Execution and Completion

After confirmation, the CLI displays a progress panel showing real-time status as each record is audited. The panel updates dynamically with elapsed time and current processing status.
Progress panel showing real-time status during data audit
Upon completion, the CLI saves the report and points you to the local viewer:
Data audit completion summary with report output path

Audit Report Statistics

In addition to per-sample quality inspection, the audit generates dataset-level statistics that provide a high-level overview of your data.

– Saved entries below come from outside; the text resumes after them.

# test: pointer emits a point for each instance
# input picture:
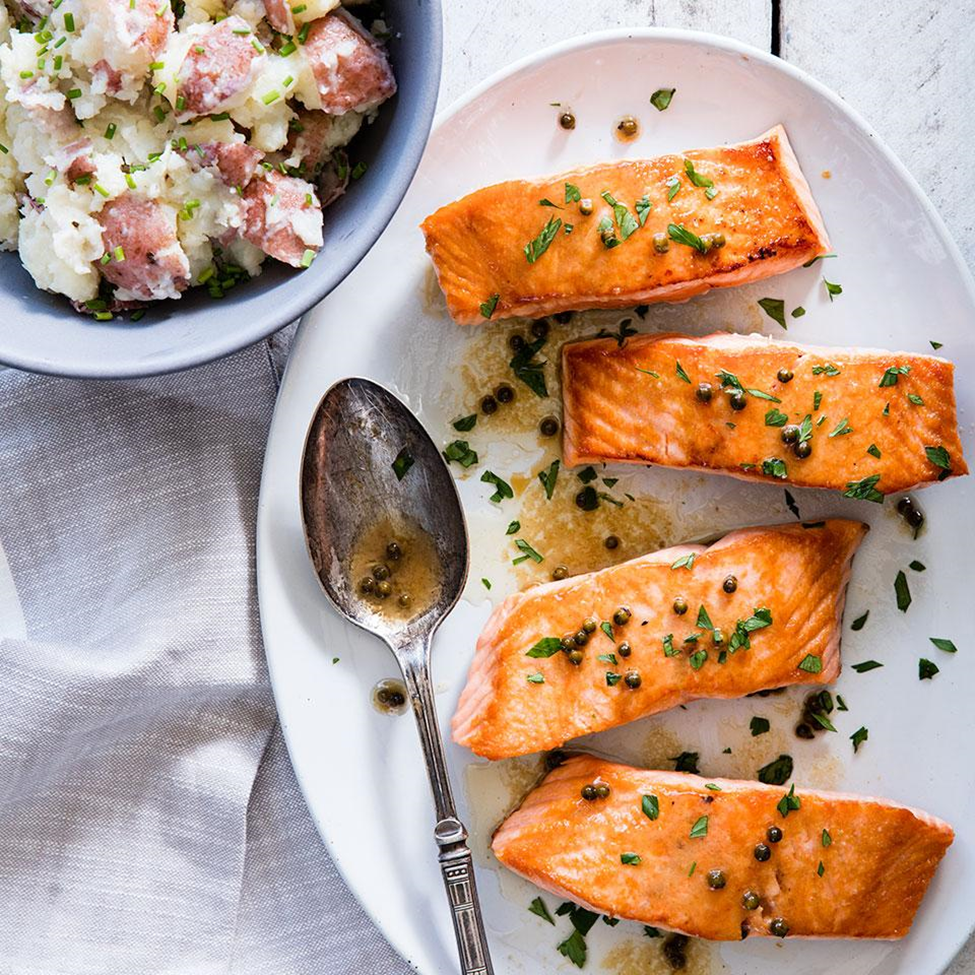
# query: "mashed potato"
(147, 148)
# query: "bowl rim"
(298, 302)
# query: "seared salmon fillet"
(649, 235)
(863, 421)
(665, 849)
(664, 630)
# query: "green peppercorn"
(504, 393)
(622, 616)
(716, 879)
(549, 426)
(628, 126)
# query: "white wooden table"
(905, 65)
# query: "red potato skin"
(208, 78)
(876, 869)
(351, 70)
(154, 266)
(799, 575)
(763, 207)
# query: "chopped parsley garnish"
(530, 372)
(402, 463)
(695, 177)
(535, 248)
(681, 235)
(864, 490)
(901, 591)
(777, 772)
(790, 802)
(700, 829)
(660, 99)
(487, 307)
(774, 308)
(686, 762)
(529, 552)
(538, 907)
(650, 806)
(926, 669)
(625, 220)
(502, 489)
(811, 664)
(548, 478)
(889, 378)
(758, 726)
(547, 647)
(460, 451)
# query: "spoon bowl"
(370, 474)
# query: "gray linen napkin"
(136, 833)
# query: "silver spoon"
(353, 478)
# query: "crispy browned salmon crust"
(788, 601)
(877, 856)
(888, 416)
(763, 207)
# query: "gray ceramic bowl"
(41, 332)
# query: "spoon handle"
(456, 863)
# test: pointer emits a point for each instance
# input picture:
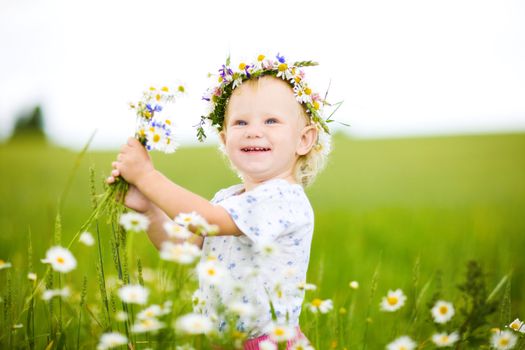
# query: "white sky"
(402, 67)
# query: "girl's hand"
(137, 201)
(133, 163)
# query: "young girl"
(271, 130)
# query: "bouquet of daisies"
(154, 130)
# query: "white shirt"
(268, 262)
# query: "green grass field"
(404, 208)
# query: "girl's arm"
(157, 234)
(134, 164)
(173, 199)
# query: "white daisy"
(211, 272)
(111, 340)
(51, 293)
(322, 306)
(443, 339)
(280, 333)
(147, 325)
(241, 309)
(134, 222)
(182, 253)
(60, 258)
(443, 311)
(306, 286)
(402, 343)
(517, 326)
(86, 238)
(194, 324)
(4, 264)
(176, 231)
(393, 301)
(503, 340)
(134, 294)
(267, 345)
(121, 316)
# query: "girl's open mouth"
(255, 149)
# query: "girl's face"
(265, 131)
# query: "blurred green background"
(380, 202)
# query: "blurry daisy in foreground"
(134, 222)
(147, 325)
(280, 333)
(111, 340)
(503, 340)
(211, 272)
(51, 293)
(322, 306)
(443, 311)
(402, 343)
(175, 230)
(194, 324)
(133, 294)
(393, 301)
(184, 253)
(4, 264)
(86, 238)
(443, 339)
(60, 258)
(302, 344)
(517, 326)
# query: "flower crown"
(219, 95)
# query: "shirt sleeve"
(266, 212)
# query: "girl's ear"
(308, 139)
(222, 137)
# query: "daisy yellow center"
(279, 331)
(316, 302)
(392, 300)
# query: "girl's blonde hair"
(308, 165)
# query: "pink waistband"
(253, 344)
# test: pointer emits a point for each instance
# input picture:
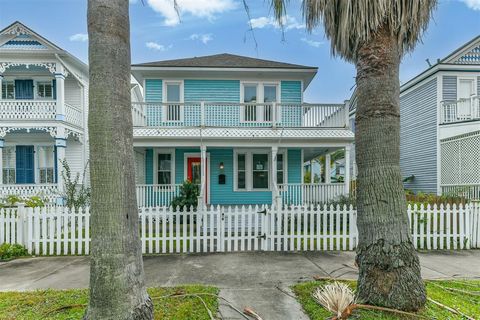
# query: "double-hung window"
(46, 164)
(8, 90)
(165, 168)
(8, 165)
(253, 170)
(258, 99)
(173, 100)
(45, 89)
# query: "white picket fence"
(59, 231)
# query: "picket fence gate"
(60, 231)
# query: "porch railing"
(27, 110)
(468, 191)
(304, 193)
(227, 114)
(150, 195)
(73, 115)
(460, 110)
(47, 191)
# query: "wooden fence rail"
(60, 231)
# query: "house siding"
(153, 93)
(449, 88)
(418, 137)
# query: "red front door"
(194, 172)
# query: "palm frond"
(351, 23)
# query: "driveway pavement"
(259, 280)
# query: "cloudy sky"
(216, 26)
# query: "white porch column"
(61, 144)
(203, 166)
(60, 92)
(1, 79)
(347, 170)
(328, 178)
(2, 144)
(275, 194)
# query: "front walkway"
(259, 280)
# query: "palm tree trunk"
(117, 282)
(389, 269)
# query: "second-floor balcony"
(37, 110)
(467, 109)
(221, 114)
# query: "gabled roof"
(223, 60)
(469, 53)
(19, 36)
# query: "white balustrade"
(304, 193)
(460, 110)
(73, 115)
(27, 110)
(230, 114)
(45, 191)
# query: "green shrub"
(188, 196)
(9, 251)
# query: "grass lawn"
(440, 291)
(46, 304)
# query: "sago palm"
(374, 35)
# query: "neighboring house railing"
(60, 231)
(27, 110)
(73, 115)
(46, 191)
(460, 110)
(467, 191)
(149, 195)
(304, 193)
(226, 114)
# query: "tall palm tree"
(117, 282)
(374, 35)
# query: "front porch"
(242, 176)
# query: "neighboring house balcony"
(461, 110)
(219, 114)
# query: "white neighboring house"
(43, 112)
(440, 125)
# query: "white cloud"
(472, 4)
(204, 38)
(312, 43)
(82, 37)
(197, 8)
(288, 23)
(156, 46)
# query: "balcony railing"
(460, 110)
(220, 114)
(45, 191)
(27, 110)
(317, 194)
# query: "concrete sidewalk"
(260, 280)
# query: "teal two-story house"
(238, 127)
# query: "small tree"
(188, 197)
(76, 194)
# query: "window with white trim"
(280, 168)
(8, 161)
(173, 95)
(241, 171)
(164, 168)
(8, 90)
(46, 164)
(45, 89)
(258, 99)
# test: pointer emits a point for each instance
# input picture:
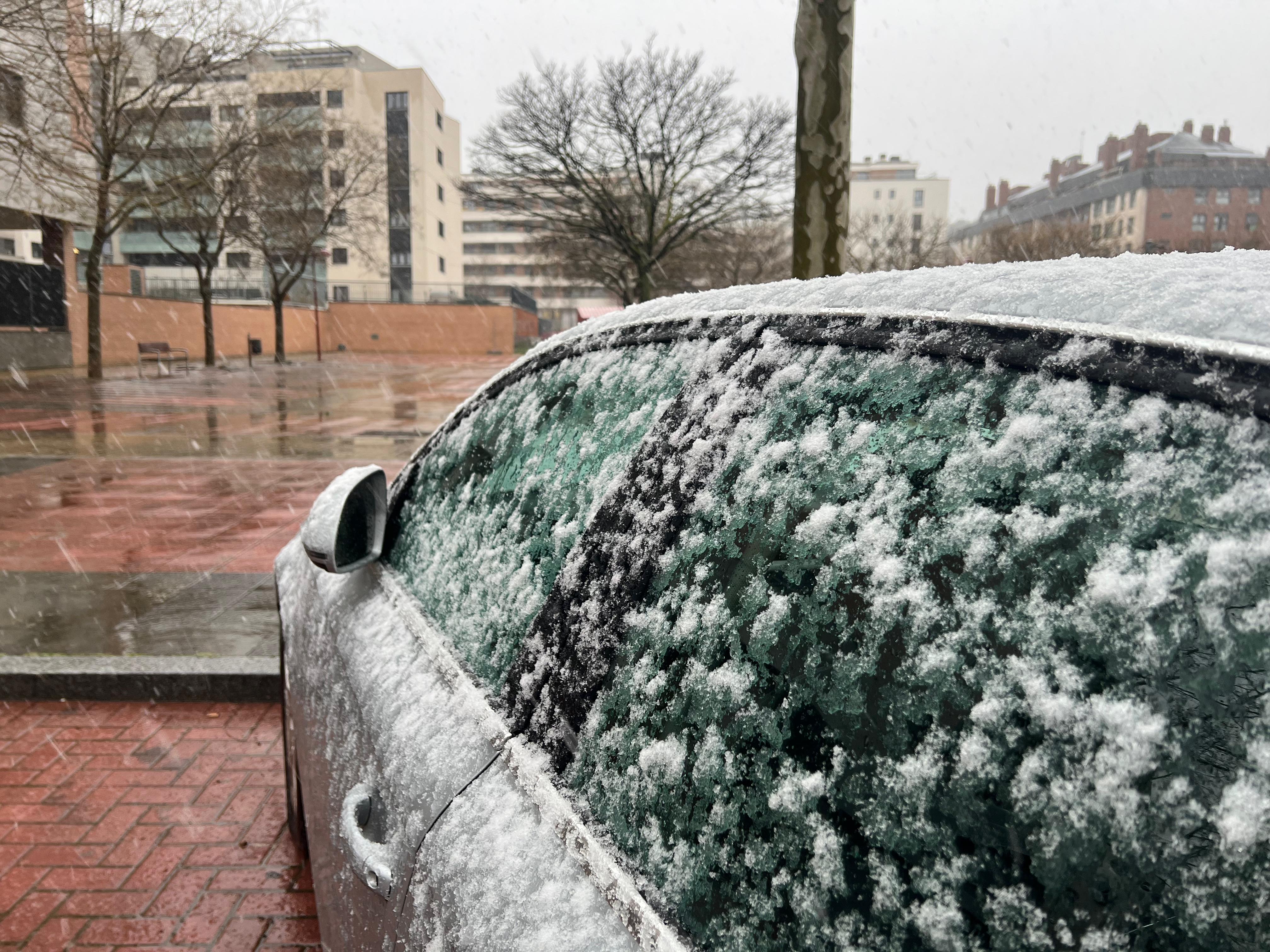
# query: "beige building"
(887, 191)
(498, 254)
(415, 251)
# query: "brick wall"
(1175, 233)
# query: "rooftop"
(1221, 300)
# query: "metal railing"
(234, 291)
(431, 294)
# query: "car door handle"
(370, 858)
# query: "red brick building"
(1148, 192)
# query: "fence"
(432, 294)
(32, 296)
(238, 292)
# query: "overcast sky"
(976, 91)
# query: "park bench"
(159, 351)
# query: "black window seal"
(1222, 381)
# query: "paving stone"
(103, 867)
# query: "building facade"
(890, 202)
(500, 252)
(1147, 193)
(413, 249)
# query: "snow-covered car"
(905, 611)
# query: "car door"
(385, 734)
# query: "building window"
(11, 98)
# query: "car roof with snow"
(1216, 304)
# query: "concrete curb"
(140, 678)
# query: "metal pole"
(317, 320)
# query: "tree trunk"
(822, 155)
(93, 277)
(205, 292)
(280, 348)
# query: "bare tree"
(823, 45)
(897, 243)
(746, 253)
(1041, 241)
(310, 179)
(641, 161)
(101, 79)
(200, 191)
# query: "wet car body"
(436, 799)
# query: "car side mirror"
(345, 530)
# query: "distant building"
(416, 257)
(498, 252)
(1148, 192)
(888, 191)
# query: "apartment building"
(1148, 192)
(500, 254)
(890, 200)
(416, 252)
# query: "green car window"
(501, 499)
(950, 658)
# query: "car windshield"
(963, 657)
(501, 499)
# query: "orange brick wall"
(420, 329)
(361, 328)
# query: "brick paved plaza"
(141, 517)
(157, 825)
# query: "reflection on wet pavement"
(143, 517)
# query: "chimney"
(1141, 138)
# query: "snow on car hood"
(1217, 298)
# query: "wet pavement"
(143, 516)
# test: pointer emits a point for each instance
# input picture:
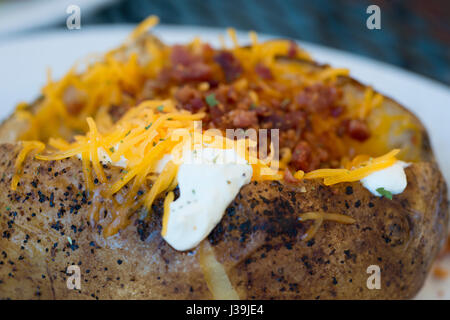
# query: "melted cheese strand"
(27, 147)
(215, 275)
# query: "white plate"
(24, 61)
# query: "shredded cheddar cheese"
(27, 147)
(84, 127)
(360, 167)
(143, 136)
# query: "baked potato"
(260, 249)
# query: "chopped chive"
(385, 193)
(211, 100)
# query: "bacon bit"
(263, 72)
(181, 56)
(288, 177)
(198, 71)
(440, 273)
(229, 64)
(318, 98)
(243, 118)
(293, 49)
(358, 130)
(190, 99)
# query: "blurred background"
(414, 35)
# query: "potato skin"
(259, 240)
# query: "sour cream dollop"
(392, 179)
(209, 179)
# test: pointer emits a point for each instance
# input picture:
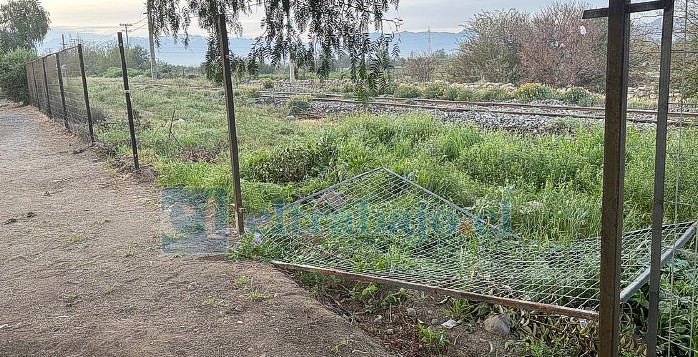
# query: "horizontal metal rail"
(516, 303)
(642, 279)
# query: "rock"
(498, 325)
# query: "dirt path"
(82, 273)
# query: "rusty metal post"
(60, 86)
(659, 177)
(232, 131)
(613, 176)
(88, 110)
(48, 98)
(129, 107)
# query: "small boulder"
(498, 325)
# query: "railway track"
(539, 110)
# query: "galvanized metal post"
(60, 86)
(232, 131)
(48, 98)
(613, 176)
(88, 109)
(129, 107)
(36, 88)
(659, 177)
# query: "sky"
(417, 15)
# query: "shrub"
(267, 83)
(113, 72)
(404, 90)
(297, 105)
(579, 96)
(467, 95)
(533, 91)
(435, 90)
(13, 74)
(496, 95)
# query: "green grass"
(552, 181)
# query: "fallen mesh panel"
(379, 225)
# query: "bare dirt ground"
(82, 273)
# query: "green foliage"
(496, 95)
(267, 83)
(13, 74)
(23, 24)
(436, 90)
(579, 96)
(434, 340)
(404, 90)
(532, 91)
(298, 104)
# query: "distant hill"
(193, 55)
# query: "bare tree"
(562, 49)
(490, 50)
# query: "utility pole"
(429, 41)
(126, 26)
(153, 65)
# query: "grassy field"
(551, 181)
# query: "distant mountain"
(175, 52)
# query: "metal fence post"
(659, 177)
(88, 110)
(48, 98)
(36, 101)
(232, 131)
(613, 176)
(60, 86)
(129, 108)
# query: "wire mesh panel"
(54, 90)
(73, 90)
(383, 225)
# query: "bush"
(579, 96)
(435, 90)
(13, 74)
(404, 90)
(297, 105)
(496, 95)
(533, 91)
(113, 72)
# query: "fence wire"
(383, 225)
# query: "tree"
(562, 49)
(490, 52)
(294, 30)
(13, 74)
(23, 24)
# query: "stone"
(498, 324)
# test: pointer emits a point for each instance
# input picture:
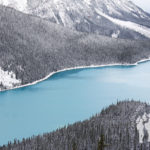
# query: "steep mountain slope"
(32, 48)
(115, 18)
(125, 126)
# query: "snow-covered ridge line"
(74, 68)
(127, 24)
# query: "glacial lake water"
(68, 97)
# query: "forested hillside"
(115, 128)
(31, 48)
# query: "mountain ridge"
(83, 16)
(32, 48)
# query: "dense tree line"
(109, 130)
(32, 47)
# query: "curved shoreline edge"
(74, 68)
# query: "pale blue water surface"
(68, 97)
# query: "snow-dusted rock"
(104, 17)
(8, 79)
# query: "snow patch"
(20, 5)
(115, 34)
(127, 24)
(8, 79)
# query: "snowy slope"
(105, 17)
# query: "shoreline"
(75, 68)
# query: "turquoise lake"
(68, 97)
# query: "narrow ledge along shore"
(74, 68)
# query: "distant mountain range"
(31, 48)
(124, 126)
(113, 18)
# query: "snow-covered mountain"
(115, 18)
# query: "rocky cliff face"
(32, 48)
(114, 18)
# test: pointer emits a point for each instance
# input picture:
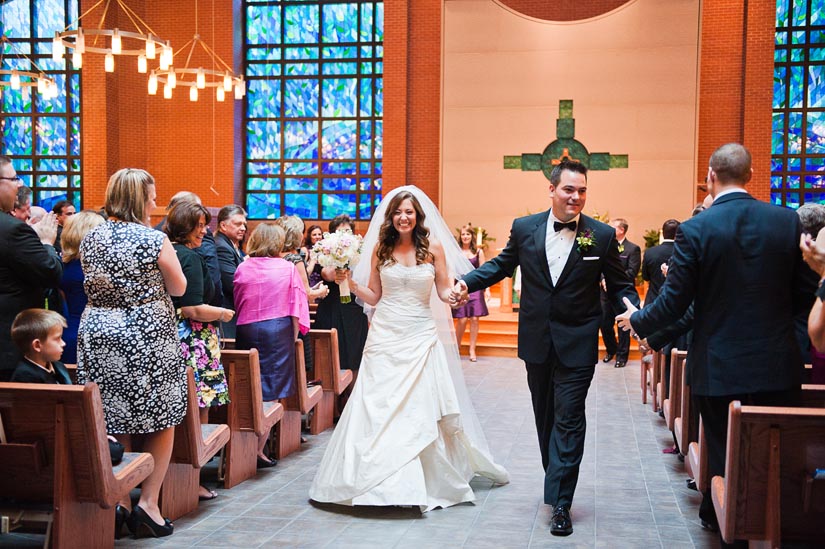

These statistics are displayed in the viewer after the audit completes.

Tool Coverage

Shows how many of your defined functions are actually used in the dataset:
  • Supported functions total - Number of functions defined in your schema
  • Involved functions total - Number of functions that appear in the data
  • Coverage ratio - Percentage of schema functions represented in the data
  • Uncovered functions - List of functions not used in any conversation

Function Distribution

Breaks down how frequently each function is called across all conversations:
  • Function name - The function identifier
  • Count - Total number of calls
  • Ratio - Proportion relative to all function calls

Error Distribution

Categorizes all issues found during the audit by type:
  • Error type - Category of the issue (e.g., missing parameters, invalid values)
  • Count - Number of occurrences
  • Ratio - Proportion relative to all errors

Error-Function Relationship

Maps which functions are associated with the most errors, helping you identify problematic tool definitions:
  • Functions with most errors - Ranked list of functions by error count
  • Error types by function - Which error categories affect each function
Fix issues found in the audit with Data Repair. For common error patterns, see Troubleshooting.

Output

After a run completes, results are saved under outputs/ as a new run directory, for example:
  • outputs/analysis_report_<run_id>/
Inside the run directory:
  • analysis_report.json - The audit report (includes dataset-level statistics)
  • metadata.json - Run metadata (task type, parameters, primary files, timestamps)
This task does not write a datapoints/ directory. The viewer can browse and render these outputs.

Using /execute

You can also run data-audit non-interactively via /execute with a YAML config. Prerequisites
  • You have a YAML configuration file available.
  • You configure a schema source via /configure, or provide one in the YAML config (for example, mcp_server_url).
task: data-audit
input: ./outputs/generated_data_task_001.jsonl
mcp_server_url: http://127.0.0.1:8009